Long-term multimodal sensory circuit adaptation to acquired threat is impaired in anxiety

Poster Session D - Monday, April 15, 2024, 8:00 – 10:00 am EDT, Sheraton Hall ABC

Joshua Brown1 (, Yijia Ma1, Yuqi You2, Wen Li1,3; 1Florida State University, 2Zhejiang University, 3UTHealth Houston

The need for efficient identification of environmental threat promotes multimodal sensory integration. The sensory cortex exhibits immediate plasticity to acquired threat cues, which evolves and consolidates over time and potentially underlies long-term threat memory. However, evidence to date is limited to cue-specific sensory cortex, leaving it unexplored whether such plasticity also entails heightened integration across multimodal sensory cortices. Threat learning and memory is exaggerated in anxious individuals, constituting a primary mechanism underlying anxiety disorders (especially, posttraumatic stress disorder/PTSD). Intriguingly, while vivid in PTSD, threat memories are often fragmented, suggesting that anxiety facilitates cue-specific (unimodal) sensory processing but impedes multisensory integration.

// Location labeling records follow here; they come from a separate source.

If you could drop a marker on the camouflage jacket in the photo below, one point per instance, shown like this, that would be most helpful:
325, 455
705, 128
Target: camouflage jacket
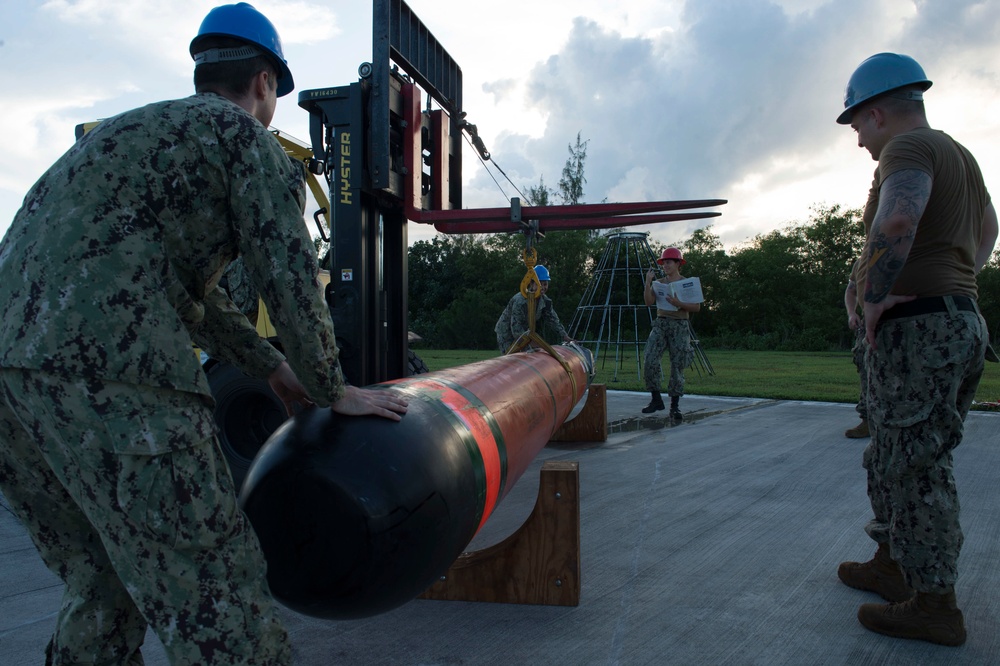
514, 319
111, 267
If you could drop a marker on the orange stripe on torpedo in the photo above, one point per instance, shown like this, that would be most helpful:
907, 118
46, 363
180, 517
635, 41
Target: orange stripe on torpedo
471, 414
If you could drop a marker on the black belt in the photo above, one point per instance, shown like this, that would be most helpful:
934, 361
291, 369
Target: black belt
928, 305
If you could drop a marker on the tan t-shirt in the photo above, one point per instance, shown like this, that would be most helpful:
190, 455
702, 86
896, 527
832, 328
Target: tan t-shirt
942, 259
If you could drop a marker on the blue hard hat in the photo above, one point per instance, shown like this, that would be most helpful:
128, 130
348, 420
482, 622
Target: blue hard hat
881, 73
244, 22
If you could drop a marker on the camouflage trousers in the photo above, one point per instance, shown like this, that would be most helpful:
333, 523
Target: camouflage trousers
673, 335
126, 496
858, 353
922, 380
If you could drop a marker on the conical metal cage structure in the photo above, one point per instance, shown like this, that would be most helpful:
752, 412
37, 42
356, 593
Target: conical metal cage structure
612, 318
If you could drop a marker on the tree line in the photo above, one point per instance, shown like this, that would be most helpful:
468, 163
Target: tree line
779, 291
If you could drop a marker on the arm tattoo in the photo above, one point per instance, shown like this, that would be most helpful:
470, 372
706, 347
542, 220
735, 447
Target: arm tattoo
902, 201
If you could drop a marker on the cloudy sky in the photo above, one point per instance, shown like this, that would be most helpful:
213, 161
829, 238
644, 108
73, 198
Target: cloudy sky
678, 99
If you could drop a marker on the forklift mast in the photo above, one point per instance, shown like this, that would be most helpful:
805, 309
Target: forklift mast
380, 155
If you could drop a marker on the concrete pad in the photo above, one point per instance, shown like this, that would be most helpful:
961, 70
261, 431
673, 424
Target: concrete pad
715, 541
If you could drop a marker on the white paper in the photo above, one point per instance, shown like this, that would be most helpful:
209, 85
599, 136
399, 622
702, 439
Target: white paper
686, 290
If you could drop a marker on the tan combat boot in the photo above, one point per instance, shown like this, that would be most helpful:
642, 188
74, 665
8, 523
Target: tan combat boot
926, 617
880, 574
859, 431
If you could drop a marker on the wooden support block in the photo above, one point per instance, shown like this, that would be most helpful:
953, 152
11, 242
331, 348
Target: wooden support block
591, 424
538, 564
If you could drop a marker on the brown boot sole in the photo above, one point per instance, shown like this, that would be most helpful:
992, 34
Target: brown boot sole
939, 631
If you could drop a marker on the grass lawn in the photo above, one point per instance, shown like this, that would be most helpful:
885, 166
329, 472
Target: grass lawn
814, 376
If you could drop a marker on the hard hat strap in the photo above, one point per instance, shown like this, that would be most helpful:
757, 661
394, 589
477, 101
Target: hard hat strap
212, 56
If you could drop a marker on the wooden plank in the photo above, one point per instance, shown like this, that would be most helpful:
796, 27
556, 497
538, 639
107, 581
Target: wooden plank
538, 564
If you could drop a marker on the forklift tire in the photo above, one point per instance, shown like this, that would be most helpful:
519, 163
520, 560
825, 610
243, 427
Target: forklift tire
415, 365
246, 412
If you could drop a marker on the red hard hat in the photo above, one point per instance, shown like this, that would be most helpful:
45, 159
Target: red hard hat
671, 253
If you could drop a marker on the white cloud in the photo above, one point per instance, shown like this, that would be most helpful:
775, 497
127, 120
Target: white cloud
730, 99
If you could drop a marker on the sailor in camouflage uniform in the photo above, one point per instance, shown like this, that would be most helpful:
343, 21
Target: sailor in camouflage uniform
671, 333
108, 273
934, 227
513, 320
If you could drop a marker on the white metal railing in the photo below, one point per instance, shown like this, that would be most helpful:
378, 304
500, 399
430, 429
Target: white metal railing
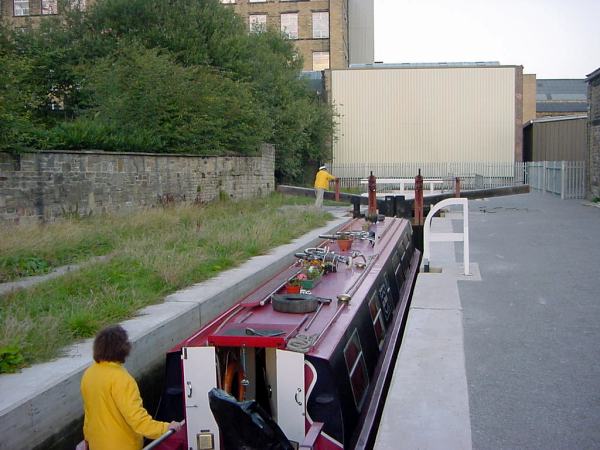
429, 237
565, 178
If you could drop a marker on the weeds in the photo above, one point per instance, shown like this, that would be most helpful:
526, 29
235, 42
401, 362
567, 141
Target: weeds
155, 252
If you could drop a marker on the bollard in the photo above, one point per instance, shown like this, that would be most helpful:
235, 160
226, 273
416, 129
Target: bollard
372, 211
390, 206
356, 205
418, 220
401, 207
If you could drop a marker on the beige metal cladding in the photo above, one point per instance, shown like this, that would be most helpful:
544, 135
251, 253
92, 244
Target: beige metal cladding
424, 114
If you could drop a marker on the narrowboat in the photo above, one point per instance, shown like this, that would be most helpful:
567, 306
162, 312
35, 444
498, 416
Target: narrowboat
311, 365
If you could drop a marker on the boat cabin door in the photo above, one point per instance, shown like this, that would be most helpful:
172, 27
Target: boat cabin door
202, 430
285, 374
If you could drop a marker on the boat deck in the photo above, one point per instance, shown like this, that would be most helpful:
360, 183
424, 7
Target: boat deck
255, 323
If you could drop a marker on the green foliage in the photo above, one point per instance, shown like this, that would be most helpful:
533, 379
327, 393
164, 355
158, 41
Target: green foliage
156, 76
21, 266
155, 252
11, 359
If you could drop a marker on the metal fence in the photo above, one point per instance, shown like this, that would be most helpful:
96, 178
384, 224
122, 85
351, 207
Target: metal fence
565, 178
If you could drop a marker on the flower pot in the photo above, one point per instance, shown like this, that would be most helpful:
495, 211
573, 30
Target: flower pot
292, 289
344, 244
310, 284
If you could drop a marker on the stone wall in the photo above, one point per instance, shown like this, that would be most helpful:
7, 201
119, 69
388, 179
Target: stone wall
46, 185
594, 134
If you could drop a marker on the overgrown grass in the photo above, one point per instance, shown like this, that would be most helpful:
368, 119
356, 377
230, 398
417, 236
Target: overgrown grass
154, 253
36, 249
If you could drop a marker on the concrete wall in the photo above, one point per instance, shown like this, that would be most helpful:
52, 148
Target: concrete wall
400, 115
594, 134
47, 185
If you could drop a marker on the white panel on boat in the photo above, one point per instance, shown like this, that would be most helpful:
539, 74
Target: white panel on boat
198, 381
290, 394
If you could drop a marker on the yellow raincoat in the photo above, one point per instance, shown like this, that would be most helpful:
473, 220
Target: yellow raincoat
114, 415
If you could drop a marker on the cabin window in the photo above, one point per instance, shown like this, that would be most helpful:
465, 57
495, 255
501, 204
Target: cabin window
357, 369
383, 291
377, 319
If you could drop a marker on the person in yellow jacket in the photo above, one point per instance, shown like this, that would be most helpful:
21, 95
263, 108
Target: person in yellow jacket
321, 183
114, 415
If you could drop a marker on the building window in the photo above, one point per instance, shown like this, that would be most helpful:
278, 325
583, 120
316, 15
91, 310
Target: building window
320, 60
21, 7
78, 4
49, 7
321, 25
258, 22
289, 25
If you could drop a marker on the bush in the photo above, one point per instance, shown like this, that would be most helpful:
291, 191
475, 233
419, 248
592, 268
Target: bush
156, 76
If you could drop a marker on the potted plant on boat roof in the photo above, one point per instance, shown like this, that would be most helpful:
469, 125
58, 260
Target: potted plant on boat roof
294, 284
312, 275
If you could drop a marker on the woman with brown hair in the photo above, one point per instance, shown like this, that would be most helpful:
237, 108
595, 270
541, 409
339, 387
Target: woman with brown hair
114, 415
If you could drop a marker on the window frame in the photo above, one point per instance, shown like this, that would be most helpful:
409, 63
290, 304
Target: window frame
322, 34
352, 367
263, 24
26, 12
328, 61
289, 36
48, 10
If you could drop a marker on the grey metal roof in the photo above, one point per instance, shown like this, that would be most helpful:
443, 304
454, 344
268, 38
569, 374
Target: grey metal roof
380, 65
593, 75
561, 89
549, 106
554, 119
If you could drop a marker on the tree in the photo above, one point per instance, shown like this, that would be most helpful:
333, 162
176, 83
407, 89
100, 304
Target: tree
163, 76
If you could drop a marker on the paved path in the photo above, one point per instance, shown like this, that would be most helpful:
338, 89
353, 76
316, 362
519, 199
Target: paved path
528, 375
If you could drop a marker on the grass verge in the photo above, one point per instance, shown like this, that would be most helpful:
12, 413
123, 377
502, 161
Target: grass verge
155, 252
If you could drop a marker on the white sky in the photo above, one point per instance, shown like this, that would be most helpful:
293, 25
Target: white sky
551, 38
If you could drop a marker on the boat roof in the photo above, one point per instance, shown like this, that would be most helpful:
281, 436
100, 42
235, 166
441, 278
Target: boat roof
253, 322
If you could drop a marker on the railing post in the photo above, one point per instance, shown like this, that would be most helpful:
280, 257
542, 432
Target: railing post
447, 237
457, 187
563, 176
372, 211
419, 199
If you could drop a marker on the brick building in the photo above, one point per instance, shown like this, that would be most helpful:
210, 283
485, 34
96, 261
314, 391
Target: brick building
593, 81
330, 34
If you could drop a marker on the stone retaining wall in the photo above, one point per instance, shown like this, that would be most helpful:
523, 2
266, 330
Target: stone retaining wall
46, 185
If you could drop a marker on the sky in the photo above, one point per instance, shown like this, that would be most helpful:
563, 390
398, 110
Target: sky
551, 38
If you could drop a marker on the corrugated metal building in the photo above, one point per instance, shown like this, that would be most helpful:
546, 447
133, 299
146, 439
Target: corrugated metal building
555, 139
428, 113
561, 97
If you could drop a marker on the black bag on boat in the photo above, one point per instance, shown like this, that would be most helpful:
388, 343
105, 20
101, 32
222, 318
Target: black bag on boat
245, 425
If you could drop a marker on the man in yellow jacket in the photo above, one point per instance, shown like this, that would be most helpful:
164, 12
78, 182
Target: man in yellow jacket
321, 183
114, 415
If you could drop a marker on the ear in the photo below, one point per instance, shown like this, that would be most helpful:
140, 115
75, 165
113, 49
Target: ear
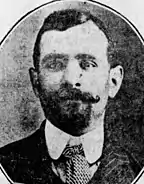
34, 80
115, 80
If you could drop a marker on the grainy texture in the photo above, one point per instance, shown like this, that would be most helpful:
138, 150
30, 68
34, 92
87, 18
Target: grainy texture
20, 112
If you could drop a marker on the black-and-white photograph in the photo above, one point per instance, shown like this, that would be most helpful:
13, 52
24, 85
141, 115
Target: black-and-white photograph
72, 97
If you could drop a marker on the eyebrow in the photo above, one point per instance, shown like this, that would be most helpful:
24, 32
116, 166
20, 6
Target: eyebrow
54, 56
85, 56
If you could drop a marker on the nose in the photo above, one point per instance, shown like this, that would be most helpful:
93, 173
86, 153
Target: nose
73, 73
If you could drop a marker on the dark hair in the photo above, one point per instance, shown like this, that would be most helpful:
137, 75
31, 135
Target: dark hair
125, 112
61, 21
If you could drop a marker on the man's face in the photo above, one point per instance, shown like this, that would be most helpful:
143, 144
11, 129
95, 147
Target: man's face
73, 71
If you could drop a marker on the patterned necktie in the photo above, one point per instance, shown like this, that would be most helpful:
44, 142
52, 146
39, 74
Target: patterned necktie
77, 167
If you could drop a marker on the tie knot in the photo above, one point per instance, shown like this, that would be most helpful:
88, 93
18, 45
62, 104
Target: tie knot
71, 151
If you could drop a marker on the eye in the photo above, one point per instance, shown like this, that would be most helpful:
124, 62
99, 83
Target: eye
55, 65
85, 64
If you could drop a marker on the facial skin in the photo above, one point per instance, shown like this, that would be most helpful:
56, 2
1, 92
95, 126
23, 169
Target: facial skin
73, 71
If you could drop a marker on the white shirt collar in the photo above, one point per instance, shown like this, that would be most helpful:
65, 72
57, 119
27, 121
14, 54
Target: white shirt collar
57, 140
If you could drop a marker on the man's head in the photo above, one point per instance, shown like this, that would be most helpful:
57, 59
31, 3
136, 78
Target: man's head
73, 75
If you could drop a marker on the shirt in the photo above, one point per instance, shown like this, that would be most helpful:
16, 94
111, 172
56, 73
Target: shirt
56, 141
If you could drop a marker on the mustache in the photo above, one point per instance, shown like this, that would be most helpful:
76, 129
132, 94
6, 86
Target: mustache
66, 92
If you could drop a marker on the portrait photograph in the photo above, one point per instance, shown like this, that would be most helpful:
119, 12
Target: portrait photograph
72, 96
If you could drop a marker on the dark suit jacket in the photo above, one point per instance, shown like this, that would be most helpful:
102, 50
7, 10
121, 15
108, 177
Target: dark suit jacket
27, 161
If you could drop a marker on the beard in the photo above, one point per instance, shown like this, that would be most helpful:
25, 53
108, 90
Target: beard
68, 109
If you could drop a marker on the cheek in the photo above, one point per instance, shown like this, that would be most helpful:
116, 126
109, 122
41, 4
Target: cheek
50, 81
95, 82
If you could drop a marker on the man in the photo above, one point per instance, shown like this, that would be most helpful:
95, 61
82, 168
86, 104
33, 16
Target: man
73, 77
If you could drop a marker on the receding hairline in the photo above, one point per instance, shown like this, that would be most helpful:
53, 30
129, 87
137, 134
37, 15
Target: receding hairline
78, 18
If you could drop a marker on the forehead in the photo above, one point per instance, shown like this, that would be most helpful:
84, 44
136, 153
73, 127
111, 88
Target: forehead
85, 38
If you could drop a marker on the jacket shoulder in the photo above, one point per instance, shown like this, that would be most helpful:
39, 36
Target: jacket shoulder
23, 147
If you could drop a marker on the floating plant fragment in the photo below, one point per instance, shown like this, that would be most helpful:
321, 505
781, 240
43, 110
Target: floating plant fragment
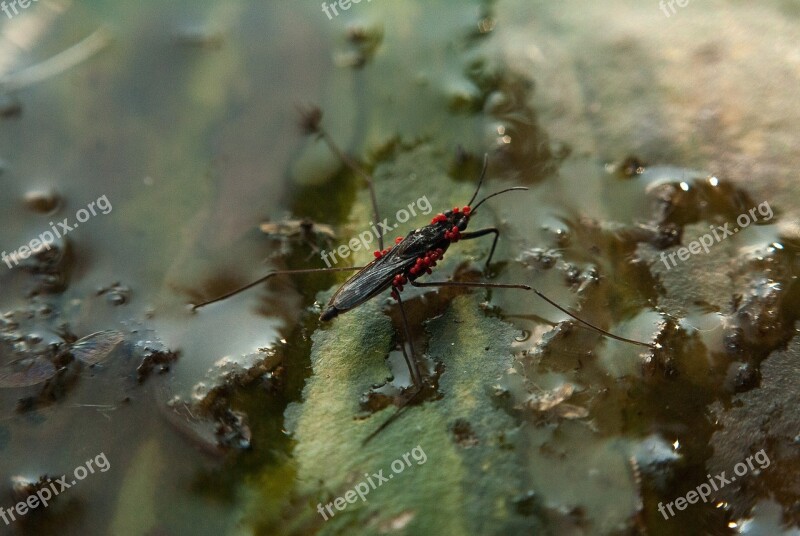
553, 400
96, 347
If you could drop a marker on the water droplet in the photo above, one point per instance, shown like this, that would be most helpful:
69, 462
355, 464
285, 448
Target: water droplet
96, 347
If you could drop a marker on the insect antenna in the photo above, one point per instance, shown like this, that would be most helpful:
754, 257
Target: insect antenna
495, 194
480, 181
270, 275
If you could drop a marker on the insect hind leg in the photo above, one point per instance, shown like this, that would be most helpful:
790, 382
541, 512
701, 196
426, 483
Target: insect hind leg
413, 369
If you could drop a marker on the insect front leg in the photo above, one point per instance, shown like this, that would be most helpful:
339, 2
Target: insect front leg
538, 293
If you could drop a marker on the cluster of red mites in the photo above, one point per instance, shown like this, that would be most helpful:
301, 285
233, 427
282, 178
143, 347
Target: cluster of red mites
378, 253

To elucidate these possibilities, we examined interactions across multimodal sensory cortices in an fMRI study of olfactory threat conditioning with immediate and delayed (8 days) recall (N=31). Using generalized psychophysiological interaction (gPPI) analysis of fMRI timeseries, we observed that anxiety positively correlated with functional connectivity increase (from the baseline) between the primary olfactory (piriform) cortex and dorsal anterior cingulate cortex in response to the conditioned (vs. non-conditioned) odor, especially at the delayed recall, confirming heightened defensive response in anxiety. Nonetheless, for the conditioned (vs. non-conditioned) odor, anxiety negatively correlated with functional connectivity increase between the olfactory cortex and primary visual and somatosensory cortices, particularly at delayed recall. These findings reveal time- and anxiety-dependent circuit adaption following threat conditioning: adaptive neural responses to learned threat elicit multisensory integration in non-anxious individuals, whereas anxiety exaggerates cue-specific processing at the expense of multimodal integration, potentially underpinning hallmark symptoms of intrusive memory in PTSD.